People often think that urban farming is complicated but it doesn’t have to be.

“People can start by just growing what they can harvest and eat,” said Mohd Hafizuddin. “First-time farmers may consider regrowing vegetables from leftovers by planting the seeds in soil.”

New to farming? Start here!

Here are five fruits and vegetables that you can easily start growing at home:

#1. Beansprouts

How to grow it?

Get a transparent plastic cup and fill it with wet cotton then just sprinkle some of the seeds on top of the cotton.

Keep the cup where it can get some sunlight.

Why is it easy?

You would not need any soil. You would just have to spray it with water when the cotton dries out and you can get a harvest fairly quick.

#2: KangkongHow to grow it?

You would need a bucket and strainer that can fit perfectly as a top for the bucket.

Fill the bucket with water until it reaches the bottom of the strainer then fill it with the seeds and let it grow there.

Keep it where it can get morning sun. 

Why is it easy?

You just need to fill the bucket with water once it lessens. It is low maintenance. You can get a quick harvest.

#3. Spring onions (Green onions)How to grow it?

You would need an egg tray.

Get some shallots or garlic and cut off just a bit from the top and assemble them on the egg tray.

Spray them with water and leave it where it can get sunlight.

The cut shallots or garlic should sprout leaves, which you can harvest to use as a garnish or for cooking.

Why is it easy?

It does not need to be watered daily. Just make sure the egg tray slightly damp. It is low maintenance.

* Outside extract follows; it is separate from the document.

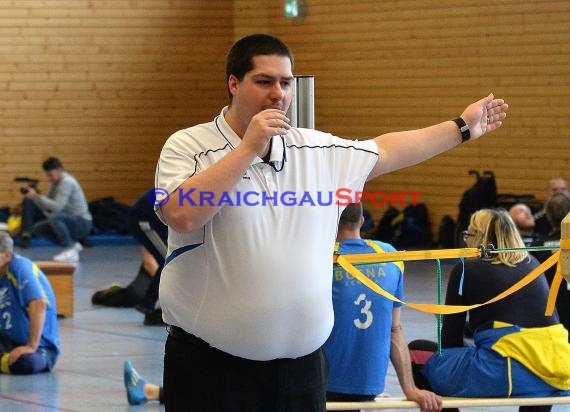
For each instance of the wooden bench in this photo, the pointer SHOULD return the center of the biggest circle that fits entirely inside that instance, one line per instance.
(60, 276)
(448, 402)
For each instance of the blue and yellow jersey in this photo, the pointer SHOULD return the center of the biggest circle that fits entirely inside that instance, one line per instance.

#4. CarrotsHow to grow it?

You can either sow seeds directly into your garden or grow them in a pot.

Fill the pot with potting soil and sow seeds into the pot and water it. 

Why is it easy?

Carrots can be grown in shaded areas. It does not need as much sun as other vegetables. It does not need to be water daily. 

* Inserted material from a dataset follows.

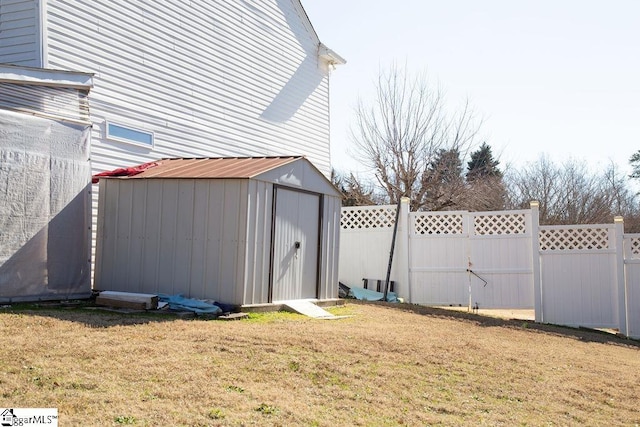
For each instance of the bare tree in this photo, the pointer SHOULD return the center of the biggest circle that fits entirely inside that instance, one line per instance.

#5. Cherry tomatoesHow to grow it?

Fill a pot with potting soil and sow the seed and water it.

Keep the pot where it can get about six hours of sun daily.

At the early stages, just water the pot if the soil is dry.

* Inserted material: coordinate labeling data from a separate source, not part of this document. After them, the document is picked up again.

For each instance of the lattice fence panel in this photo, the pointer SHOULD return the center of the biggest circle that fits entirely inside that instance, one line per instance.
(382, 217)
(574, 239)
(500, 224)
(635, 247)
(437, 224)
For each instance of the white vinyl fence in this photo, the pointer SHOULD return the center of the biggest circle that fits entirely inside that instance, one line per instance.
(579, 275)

Water the cherry tomato more often when it is a matured plant.

Why is it easy? 

Cherry tomatoes do not need to undergo pollination to bear fruits. You can just give your plant some organic compost once a month to feed it some nutrients so it can continue to grow into a healthy plant.

Other ways to farm?

If you’d like to learn more about hydroponics, then perhaps you could use the help from local suppliers such as Agrometro, a Brunei-based company setup by agro-technology students from Institute of Brunei Technical Education (IBTE). Over the years, Agrometro has installed hydroponic systems of various sizes in homes all across the country.

Did you know that with Agrometro, you can easily install a starter (mini) hydroponic structure for less than a hundred dollars? They will guide you through the whole process and help clear any doubts you may have.

Pro tip: Just keep your hydroponic system away from your pets! They may ruin everything!